Are S-chips finally catching up to the Chinese liquidity party?
S-chips gained 15% in three months.
China’s aggressive monetary policy easing might finally be spilling over to local stocks. After weeks of languishing behind Chinese stock markets, S-chips are finally showing signs of grooving to a faster beat.
According to Nicholas Teo of CMC Markets, S-chips really started to take off yesterday with the FTSE ST China Top Index gaining 1.93% to close at 216.34.
“On a three-month-return basis, the FTSE ST China TOP Index is up 9.47%, paling in comparison to the three-month-return on the CSI 300 at 36.37%. In yesterday’s trade, names like Yanlord (+7.6%), Cosco (+6.034%), China Fisheries(+5.263%) and China Everbright (+5.116%) led the advancers. Critically, trading volumes for these names seem to have exploded on the upside,” he said.

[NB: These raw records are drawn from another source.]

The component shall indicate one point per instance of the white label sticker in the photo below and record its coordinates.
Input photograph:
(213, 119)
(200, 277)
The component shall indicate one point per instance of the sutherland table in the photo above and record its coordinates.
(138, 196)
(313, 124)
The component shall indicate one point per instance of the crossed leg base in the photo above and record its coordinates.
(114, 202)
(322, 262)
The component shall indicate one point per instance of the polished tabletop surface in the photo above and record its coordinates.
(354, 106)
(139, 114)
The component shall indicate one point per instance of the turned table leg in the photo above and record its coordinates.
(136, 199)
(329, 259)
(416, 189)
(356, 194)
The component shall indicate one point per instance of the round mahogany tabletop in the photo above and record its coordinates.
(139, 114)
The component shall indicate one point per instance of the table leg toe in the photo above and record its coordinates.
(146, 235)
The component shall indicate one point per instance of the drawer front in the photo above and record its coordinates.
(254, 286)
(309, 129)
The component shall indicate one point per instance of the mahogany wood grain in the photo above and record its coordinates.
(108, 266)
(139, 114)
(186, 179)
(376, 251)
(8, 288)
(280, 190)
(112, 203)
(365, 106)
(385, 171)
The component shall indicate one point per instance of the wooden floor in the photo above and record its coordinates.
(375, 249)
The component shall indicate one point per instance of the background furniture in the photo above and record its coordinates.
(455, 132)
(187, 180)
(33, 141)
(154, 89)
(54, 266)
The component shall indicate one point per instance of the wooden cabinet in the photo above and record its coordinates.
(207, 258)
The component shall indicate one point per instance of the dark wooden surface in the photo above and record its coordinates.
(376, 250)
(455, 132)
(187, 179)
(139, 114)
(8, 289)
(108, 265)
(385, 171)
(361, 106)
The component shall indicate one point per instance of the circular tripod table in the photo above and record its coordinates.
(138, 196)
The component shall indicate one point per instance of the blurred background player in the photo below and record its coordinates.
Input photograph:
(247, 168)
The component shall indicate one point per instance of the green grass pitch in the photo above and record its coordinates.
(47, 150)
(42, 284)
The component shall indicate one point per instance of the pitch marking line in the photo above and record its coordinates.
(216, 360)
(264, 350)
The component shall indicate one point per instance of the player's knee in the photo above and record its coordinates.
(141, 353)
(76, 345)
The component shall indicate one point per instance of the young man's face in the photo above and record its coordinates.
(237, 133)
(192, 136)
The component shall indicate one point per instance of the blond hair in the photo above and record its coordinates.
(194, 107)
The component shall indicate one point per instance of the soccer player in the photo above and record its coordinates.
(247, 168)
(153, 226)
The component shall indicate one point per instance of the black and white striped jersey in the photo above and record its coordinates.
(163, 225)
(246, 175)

S-chips, however, still have quite a way to go: they have so far managed a 15% return in these past three months, falling short of the major Chinese indices which have gained more than 30% over the same period.
“This shortfall is even clearer when considering that as Chinese indices have all punched through their 2010 highs - hovering more than 25% above their 2010 highs in the case of the CSI 300 - the FTSE ST China Top Index is languishing at 30% below its 2010 highs,” he noted.